Howard Peters, chercheur à l'université de York

dans le communiqué de l'UICN

Le corail cierge, espèce malade dans les Caraïbes

Le corail cierge (Dendrogyra cylindrus) se trouve partout dans les Caraïbes, de la péninsule du Yucatan à la Floride ou Trinité-et-Tobago.
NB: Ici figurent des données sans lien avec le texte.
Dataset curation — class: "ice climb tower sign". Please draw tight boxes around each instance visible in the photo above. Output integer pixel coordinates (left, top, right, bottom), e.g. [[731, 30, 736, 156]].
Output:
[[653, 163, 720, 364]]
Mais sa population a fondu de plus de 80% sur la majeure partie de son aire de répartition depuis 1990. L'espèce se trouvait déjà sur la liste rouge des espèces menacées de l'UICN. Elle passe cette fois de "vulnérable" à "en danger critique".

Du corail cierge, dans le parc national marin de Los Roques, au Venezuela, le 2 février 2006. (ROBERTO RINALDI / AGF)

La menace la plus urgente pour le corail cierge "est la maladie de la perte de tissu des coraux, apparue au cours des quatre dernières années, et très contagieuse", détaille l'UICN. Elle infecte entre 90 et 100 mètres de récif par jour, poursuit l'organisation. "Le blanchiment causé par l'augmentation des températures marines de surface et l'excès d'antibiotiques, d'engrais et d'eaux usées déversés dans la mer ont affaibli les coraux et les ont rendus plus vulnérables aux maladies." En outre, "la surpêche autour des récifs coralliens a décimé les poissons herbivores, permettant aux algues de dominer les écosystèmes et exerçant une pression supplémentaire sur les coraux".

"Nous devons d'urgence nous attaquer aux crises interconnectées du climat et de la biodiversité par des changements profonds dans nos systèmes économiques, ou nous risquons de perdre les avantages cruciaux que les océans nous procurent."

Bruno Oberle, directeur général de l'UICN

dans un communiqué

Face au défi du rétablissement de la nature, "nous ne pouvons tout simplement pas nous permettre d'échouer", a rappelé le directeur de l'UICN, depuis la Cop15 de Montréal.